Rascom-QAF 1R will join its still-functioning predecessor at 2.9 degrees east in geostationary orbit. Equipped with 12 Ku-band and eight C-band transponders, it will provide television, broadband and other telecommunications services to the 45 African telecommunications operators that own equity in Rascom.

The satellite has two Ku-band footprints, one for northern and western Africa and the other for the southern half of the continent. The C-band beam has a footprint covering the whole of Africa, southern Europe and western Asia.

The Rascom-QAF 1 satellite launched in December 2007 and arrived in orbit with a small fracture in its helium pressurization system.

It remains unclear how the fracture occurred, as prime contractor Thales Alenia Space insisted that thorough leak tests were performed at the Guiana Space Center launch base before the satellite was placed onto the Ariane 5 rocket, and there was no indication of excessive vibration or other turbulence encountered as the vehicle rose through the atmosphere.

Once the decision was made to try to salvage the mission, Thales Alenia Space was obliged to use the satellite’s small thrusters to raise Rascom-QAF 1 from the transfer orbit into final geostationary position. Using the larger apogee kick motor would have depressurized the fuel tank because of the helium leak and meant little or no service life remaining once in operating position.

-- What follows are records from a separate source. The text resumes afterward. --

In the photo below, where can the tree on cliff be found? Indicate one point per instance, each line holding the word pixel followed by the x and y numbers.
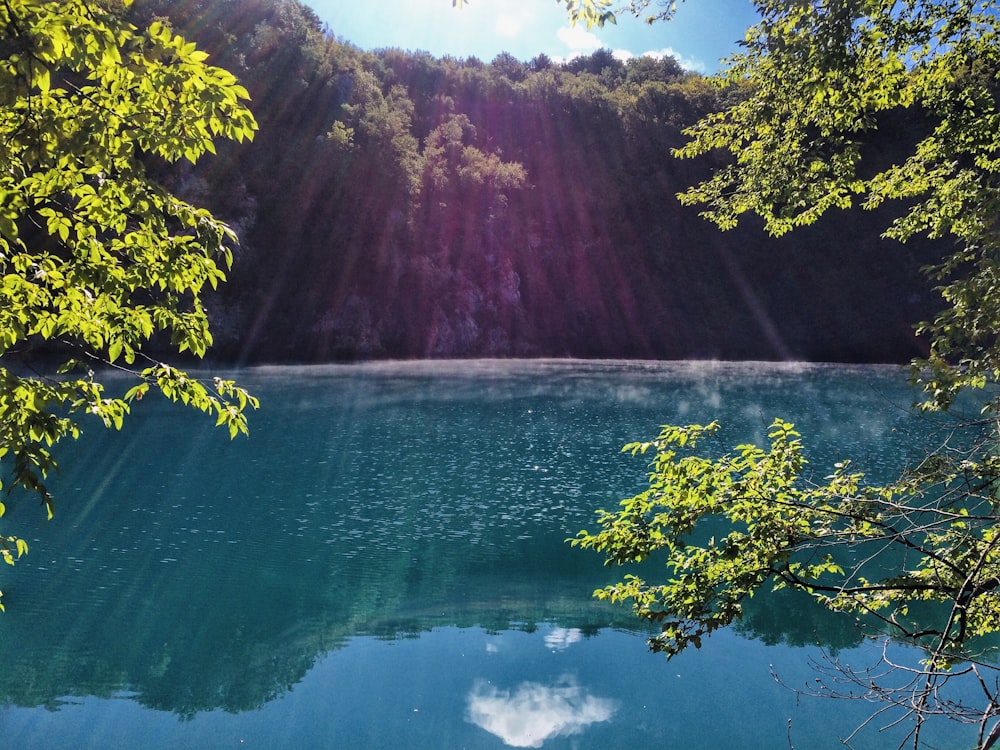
pixel 96 259
pixel 817 78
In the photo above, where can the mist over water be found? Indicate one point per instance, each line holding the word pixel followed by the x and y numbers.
pixel 383 564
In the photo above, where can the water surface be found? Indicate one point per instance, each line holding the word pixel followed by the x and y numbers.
pixel 383 564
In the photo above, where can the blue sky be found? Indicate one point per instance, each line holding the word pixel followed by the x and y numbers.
pixel 703 31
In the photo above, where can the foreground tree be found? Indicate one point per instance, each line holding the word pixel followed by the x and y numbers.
pixel 815 79
pixel 96 259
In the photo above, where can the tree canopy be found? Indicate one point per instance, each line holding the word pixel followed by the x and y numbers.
pixel 916 559
pixel 96 258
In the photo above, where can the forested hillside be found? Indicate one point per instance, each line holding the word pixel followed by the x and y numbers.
pixel 398 205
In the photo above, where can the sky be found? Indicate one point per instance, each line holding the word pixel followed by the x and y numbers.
pixel 700 35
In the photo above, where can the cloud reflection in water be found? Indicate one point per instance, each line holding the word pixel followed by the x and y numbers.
pixel 533 713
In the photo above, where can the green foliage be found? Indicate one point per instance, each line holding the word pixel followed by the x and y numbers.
pixel 752 519
pixel 820 79
pixel 917 557
pixel 95 257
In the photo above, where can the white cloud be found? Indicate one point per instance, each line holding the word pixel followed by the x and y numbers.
pixel 686 62
pixel 578 40
pixel 534 713
pixel 508 25
pixel 562 638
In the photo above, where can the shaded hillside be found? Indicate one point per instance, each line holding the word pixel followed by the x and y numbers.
pixel 398 205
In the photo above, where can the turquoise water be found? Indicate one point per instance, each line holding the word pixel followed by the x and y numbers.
pixel 382 564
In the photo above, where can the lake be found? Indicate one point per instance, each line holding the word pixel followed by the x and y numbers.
pixel 382 564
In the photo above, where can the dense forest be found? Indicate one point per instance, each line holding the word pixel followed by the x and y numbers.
pixel 398 205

“Even TAS [Thales Alenia Space] was not sure the satellite would be able to reach geostationary orbit,” Rascom Chief Executive Faraj Elamari said in a July 12 briefing in Paris.

Ultimately, the satellite arrived on station with approximately three years of service life remaining. The electronics payload worked as expected. Rascom eventually received an insurance settlement of about $230 million, a figure that accounts for the fact that the mission was not a total loss and will operate for nearly three years.

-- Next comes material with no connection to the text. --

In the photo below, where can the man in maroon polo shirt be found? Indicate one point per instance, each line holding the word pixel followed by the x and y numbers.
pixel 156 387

It then fell to Rascom’s shareholders to determine whether, after more than a decade of planning the Rascom project, they wanted to build a new satellite or take the insurance proceeds and call it quits.

Rascom is 63 percent owned by the Libyan African Investment Portfolio, 25 percent by 45 African telecommunications providers and 12 percent by Thales Alenia Space.

Rascom officials said the decision to build a new satellite was not obvious to some of the company’s shareholders.

Thales Alenia Space committed to building a satellite in time to take over from Rascom-QAF 1 before that spacecraft’s fuel pressure declined to the point at which it will need to be removed from service and retired in a graveyard orbit.

The fact that the satellite is functioning has not been sufficient to overcome the skepticism in the market about its status, Elamari said. Even more than two years after the launch, prospective customers still ask questions about whether the service is operating, he said.

He said it was nonetheless indispensible for the company to begin operations, even with a satellite with no long-term future.

“If we had not been in orbit it would mean we are not in operations and people would have forgotten about us,” he said. “Now at least we have been able to show people that we have a service, that we are operational.”

Since late 2008, the company has offered bandwidth lease services, mainly on an occasional-use basis but also through a few longer-term contracts for television broadcasters, Elamari said.

He declined to provide revenue figures.

In July 2009, Rascom signed a $53 million contract with Carlsbad, Calif.-based ViaSat Inc. to provide gateway Earth stations and an initial fleet of 15,000 Rascom terminals. Ultimately, Rascom expects African telecommunications operators to order terminals to service some 130,000 African villages.

The company recently completed a market survey of demand in the region with a view to ordering another satellite, both to accommodate the growing market and to provide a backup for the Rascom-QAF 1R.

Rascom officials were wary of saying when they would place Rascom-QAF 1 into a graveyard orbit out of the geostationary arc, preferring to wait until the replacement satellite is fully tested in orbit. Thales Alenia Space officials said in-orbit testing of the Rascom-QAF 1R payload and other on-board systems should be completed by mid-August. The satellite then will be drifted to its operating position at 2.9 degrees east, a maneuver that should be completed by mid-September.